Creswell calls ‘paradigm’ as the ‘worldview’ meaning “a basic set of beliefs that guide action” (Guba, 1990 cited in Creswell, 2009, p. 6). A research paradigm, therefore, refers to the beliefs of the researcher about the nature of reality and nature of knowledge that underpin the research. In this sense, research paradigm is a broader term that comprises of both the ontological and epistemological views underpinning any research. Such inherent assumptions guide any research and the methods and methodology of a research are based on these assumptions. It is important for researchers to know the significance of paradigm, ontology and epistemology as they form the philosophical and theoretical basis of their research.

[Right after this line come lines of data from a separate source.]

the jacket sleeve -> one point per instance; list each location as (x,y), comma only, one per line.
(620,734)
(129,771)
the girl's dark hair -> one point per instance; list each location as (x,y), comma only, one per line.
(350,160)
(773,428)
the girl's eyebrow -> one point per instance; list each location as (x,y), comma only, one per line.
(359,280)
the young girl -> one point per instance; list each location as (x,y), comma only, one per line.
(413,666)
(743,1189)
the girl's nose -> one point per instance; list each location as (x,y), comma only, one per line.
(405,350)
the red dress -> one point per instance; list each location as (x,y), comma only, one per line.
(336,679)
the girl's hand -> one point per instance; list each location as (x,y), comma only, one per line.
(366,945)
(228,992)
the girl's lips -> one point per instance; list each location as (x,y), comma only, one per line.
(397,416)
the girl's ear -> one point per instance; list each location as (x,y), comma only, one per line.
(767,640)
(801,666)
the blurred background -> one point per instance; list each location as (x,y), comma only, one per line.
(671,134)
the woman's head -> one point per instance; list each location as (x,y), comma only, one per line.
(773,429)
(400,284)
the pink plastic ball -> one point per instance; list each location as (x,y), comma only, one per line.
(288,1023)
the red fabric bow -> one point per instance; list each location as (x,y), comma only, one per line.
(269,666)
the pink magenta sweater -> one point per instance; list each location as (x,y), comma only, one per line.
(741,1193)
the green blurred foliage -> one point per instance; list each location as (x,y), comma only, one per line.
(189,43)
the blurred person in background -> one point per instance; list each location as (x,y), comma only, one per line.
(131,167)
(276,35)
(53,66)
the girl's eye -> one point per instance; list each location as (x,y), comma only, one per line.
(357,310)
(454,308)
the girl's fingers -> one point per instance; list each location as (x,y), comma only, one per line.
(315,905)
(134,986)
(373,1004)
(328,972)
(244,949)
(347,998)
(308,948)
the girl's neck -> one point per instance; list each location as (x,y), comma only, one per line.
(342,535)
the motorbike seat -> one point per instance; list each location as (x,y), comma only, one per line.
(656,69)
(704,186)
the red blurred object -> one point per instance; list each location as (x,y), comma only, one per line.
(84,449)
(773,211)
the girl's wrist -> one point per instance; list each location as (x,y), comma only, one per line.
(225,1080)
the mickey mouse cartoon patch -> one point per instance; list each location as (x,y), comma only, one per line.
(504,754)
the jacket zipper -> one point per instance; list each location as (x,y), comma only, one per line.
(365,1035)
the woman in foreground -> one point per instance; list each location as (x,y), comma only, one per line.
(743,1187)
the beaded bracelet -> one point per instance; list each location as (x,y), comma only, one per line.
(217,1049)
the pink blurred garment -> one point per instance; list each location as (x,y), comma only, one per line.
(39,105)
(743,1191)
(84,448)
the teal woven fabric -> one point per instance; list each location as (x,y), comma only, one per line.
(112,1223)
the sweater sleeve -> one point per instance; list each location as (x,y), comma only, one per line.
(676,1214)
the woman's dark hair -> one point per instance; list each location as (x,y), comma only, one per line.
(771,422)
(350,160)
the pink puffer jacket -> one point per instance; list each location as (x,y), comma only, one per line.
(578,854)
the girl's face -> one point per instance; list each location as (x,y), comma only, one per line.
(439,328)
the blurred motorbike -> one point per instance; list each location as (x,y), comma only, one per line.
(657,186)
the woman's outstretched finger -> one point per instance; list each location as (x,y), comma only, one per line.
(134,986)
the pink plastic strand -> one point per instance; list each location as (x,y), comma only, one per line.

Ontology and epistemology are the philosophical assumptions about reality and knowledge respectively. Ontology refers to “the nature of reality” being studied in a research (Creswell, 2009, p. 21; Laureate Education, 2009). It is important for a researcher to have a clear idea about what constitutes reality according to him/her. They need to take a position in order to answer what it is that they are studying? Epistemology is the philosophical assumptions about what knowledge is and refers to “the study of knowledge” (media) and “how we know what we know” (Creswell, 2009, p.21; Laureate Education, 2009). Epistemology is also about scope of knowledge and is related to questions such as ‘how do we know what is true/real’, and ‘how can we determine whether something is true or false’, and ‘how to keep personal bias out of the picture’ (Laureate Education, 2009). Based on the epistemological view, any researcher can decide the sources of knowledge and their credibility. To differentiate these two terms, ontology would be the belief about what is true, while epistemology would be about the method(s) to find out the truth.
Philosophy of science concerns with the key question, ‘what is science?’ This also means answering what is not science. It is a set of assumptions and beliefs about the nature and purpose of science. It theorises science and defines scientific body of knowledge (Reynolds, 2007). While theorising what science is and what is not, philosophy of science inherently makes ontological and epistemological assumptions about the nature and credibility of reality that can be called science and cannot be called science and the process by which they can be found out to be so. It is essential for a researcher to know what philosophy of science is in order to theorise what is science according to their research and to frame the methodology for their research as well choose the methods.
References
Creswell, J. (2009). Research design: Qualitative, quantitative, and mixed methods approaches. Thousand Oaks, CA: Sage Publications.
Laureate Education, Inc. (Executive Producer). (2009). Introduction to research design. Baltimore, MD: Author.
Reynolds, P. D. (2007). A primer in theory construction (Laureate Education, Inc., custom ed.). Boston: Pearson Education.